For most of human history (or, “civilised” human history, if you like) the most disappointing thing one could do would be to shame one’s ancestors. To break family honour or lose face in society was (and still generally is) a terrible matter. To have a parent or close relative say, “You have shamed us all” could send a person into a downward turn for the rest of his or her life (which may be spent in psychological or physical exile depending on the severity of the transgression).

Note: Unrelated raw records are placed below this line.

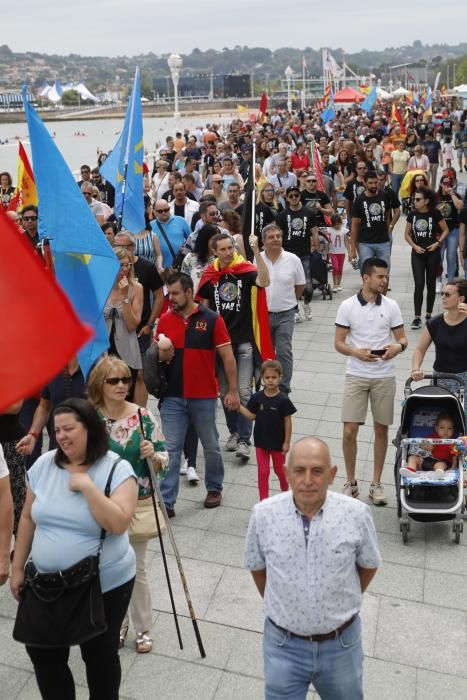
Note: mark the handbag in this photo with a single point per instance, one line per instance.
(143, 525)
(177, 258)
(63, 608)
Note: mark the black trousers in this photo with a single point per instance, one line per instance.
(100, 656)
(424, 269)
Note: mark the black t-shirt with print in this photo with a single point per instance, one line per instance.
(448, 211)
(373, 215)
(425, 227)
(296, 227)
(353, 190)
(270, 411)
(314, 199)
(231, 298)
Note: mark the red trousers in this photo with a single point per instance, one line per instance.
(263, 458)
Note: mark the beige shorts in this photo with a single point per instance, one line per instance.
(381, 393)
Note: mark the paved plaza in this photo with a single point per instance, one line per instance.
(414, 614)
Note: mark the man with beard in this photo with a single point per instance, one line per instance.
(370, 223)
(298, 224)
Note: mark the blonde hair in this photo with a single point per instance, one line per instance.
(100, 372)
(122, 253)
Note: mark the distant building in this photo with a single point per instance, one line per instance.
(205, 85)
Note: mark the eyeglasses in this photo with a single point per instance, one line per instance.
(113, 381)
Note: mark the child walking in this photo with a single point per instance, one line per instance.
(271, 410)
(338, 248)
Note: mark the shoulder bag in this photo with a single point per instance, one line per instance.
(63, 608)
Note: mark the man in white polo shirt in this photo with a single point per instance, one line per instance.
(287, 283)
(365, 326)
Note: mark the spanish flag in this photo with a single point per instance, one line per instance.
(259, 306)
(25, 192)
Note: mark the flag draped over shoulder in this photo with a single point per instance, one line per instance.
(259, 306)
(25, 192)
(40, 329)
(124, 166)
(85, 264)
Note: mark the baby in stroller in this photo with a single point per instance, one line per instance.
(432, 458)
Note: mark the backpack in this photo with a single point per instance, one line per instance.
(154, 372)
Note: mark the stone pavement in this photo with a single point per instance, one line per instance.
(414, 614)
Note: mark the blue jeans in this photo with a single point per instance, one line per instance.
(236, 423)
(375, 250)
(308, 293)
(335, 667)
(282, 326)
(176, 415)
(449, 247)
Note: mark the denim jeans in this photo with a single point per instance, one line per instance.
(308, 294)
(176, 414)
(282, 326)
(375, 250)
(335, 667)
(449, 247)
(236, 423)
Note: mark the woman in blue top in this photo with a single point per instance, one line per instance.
(61, 523)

One’s family has a certain amount of honour built up over generations; to shame it is seen as a theft. An act of shame may draw down heavily on the account and cause it all to collapse. I think, to some extent, the responsibility (or the burden, if one considers the extreme expectations of some families) of holding up the family name has diminished. We are, in “the West” at least, so focused on the individual’s accomplishments and failings that past glories (or downfalls) are of little importance. This is, of course, both liberating and damming. If my forefathers were scoundrels, I’ll probably not be held to attest for their misdeeds; but we also tend to neglect the history of goodwill and actions of many who have passed on (this is particularly emphasised by the loss of extended families and the mobility of society in general; we are no longer of a place—neither bound to its history or its future).
It is the future we have to address. Whereas we once took care not to shame our fathers and grandfathers, we now take even less care to honour our children and grandchildren. Our focus, as a society, seems to be entirely on the present; in this, we shame both past and future generations. This is not a shame belonging to any one family or lineage; my shame spreads to your family and yours to mine. It is like a cancer than begins in one cell and spreads to another till, system by system, it consumes everything.

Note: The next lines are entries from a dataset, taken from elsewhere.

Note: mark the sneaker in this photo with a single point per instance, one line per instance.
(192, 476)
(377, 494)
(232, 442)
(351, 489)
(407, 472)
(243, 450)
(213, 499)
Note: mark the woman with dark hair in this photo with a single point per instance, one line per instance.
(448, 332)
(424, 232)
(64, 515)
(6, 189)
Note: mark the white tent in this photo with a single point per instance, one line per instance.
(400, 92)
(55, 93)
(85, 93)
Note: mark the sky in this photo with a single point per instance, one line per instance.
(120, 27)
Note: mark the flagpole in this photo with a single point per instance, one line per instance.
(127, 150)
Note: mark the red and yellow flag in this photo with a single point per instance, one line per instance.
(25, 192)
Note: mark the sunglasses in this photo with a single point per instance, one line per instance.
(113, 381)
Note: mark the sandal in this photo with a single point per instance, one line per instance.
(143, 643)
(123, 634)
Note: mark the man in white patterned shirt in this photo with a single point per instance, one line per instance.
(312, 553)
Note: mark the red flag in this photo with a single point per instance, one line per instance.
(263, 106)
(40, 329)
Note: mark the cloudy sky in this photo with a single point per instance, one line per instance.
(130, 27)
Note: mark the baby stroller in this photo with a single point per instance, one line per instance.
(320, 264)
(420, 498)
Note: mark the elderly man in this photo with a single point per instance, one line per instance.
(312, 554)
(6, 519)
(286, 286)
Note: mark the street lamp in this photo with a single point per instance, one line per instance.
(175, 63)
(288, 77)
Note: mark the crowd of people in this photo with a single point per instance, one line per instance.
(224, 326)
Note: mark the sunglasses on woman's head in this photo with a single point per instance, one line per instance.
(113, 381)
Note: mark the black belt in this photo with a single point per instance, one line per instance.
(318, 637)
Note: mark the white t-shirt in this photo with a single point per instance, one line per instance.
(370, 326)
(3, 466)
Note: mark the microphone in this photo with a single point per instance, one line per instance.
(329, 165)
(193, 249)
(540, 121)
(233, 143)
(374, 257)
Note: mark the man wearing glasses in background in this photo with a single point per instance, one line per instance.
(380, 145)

We are consumers of all (often we are collectively referred to as such as in the somewhat telling economic term consumer confidence). Our idealised frontiersmen forefathers might be forgiven for believing the Earth was an inexhaustible resource—we can have no such delusion. We are now openly stealing the fortunes of all who follow for our own temporary benefit. I’ve never heard someone openly wish a life of deprivation and despair for future generations; yet this is what we curse them with at almost every step. What greater shame or selfishness is there than this to lay upon the human family?

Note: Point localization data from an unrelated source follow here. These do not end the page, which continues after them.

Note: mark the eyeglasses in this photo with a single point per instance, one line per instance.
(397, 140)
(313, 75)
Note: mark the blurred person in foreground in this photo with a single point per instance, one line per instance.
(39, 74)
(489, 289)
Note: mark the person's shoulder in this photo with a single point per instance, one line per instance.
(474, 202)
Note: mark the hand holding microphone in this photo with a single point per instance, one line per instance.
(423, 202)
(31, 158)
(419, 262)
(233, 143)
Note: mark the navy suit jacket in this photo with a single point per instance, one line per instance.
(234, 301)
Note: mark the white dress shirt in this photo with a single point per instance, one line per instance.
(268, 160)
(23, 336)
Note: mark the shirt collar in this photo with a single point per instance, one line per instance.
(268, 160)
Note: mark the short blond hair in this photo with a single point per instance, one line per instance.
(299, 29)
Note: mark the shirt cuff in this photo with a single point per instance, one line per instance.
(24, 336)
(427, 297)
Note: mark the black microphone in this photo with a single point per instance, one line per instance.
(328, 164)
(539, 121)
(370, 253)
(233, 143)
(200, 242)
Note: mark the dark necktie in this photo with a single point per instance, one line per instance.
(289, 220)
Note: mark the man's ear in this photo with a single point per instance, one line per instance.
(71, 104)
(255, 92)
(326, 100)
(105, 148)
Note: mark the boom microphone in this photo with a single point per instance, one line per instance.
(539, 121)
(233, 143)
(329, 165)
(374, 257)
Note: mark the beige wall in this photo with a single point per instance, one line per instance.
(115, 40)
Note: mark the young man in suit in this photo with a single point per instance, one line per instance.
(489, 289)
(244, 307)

Note that I do not exempt myself; I am as complicit as the mass of others in a thousand little ways. But I do not wish to shame those who came before me—those who, no matter what we may now see as their missteps, believed they were building up a world for the better. I also do not wish to become a source of shame for those who follow. As I write this, I’m looking out my window at a group of children playing. I want none of them, as adults, to look back at me and say, “You knew; why could you not have been a source of change?” And what a radical change that must be.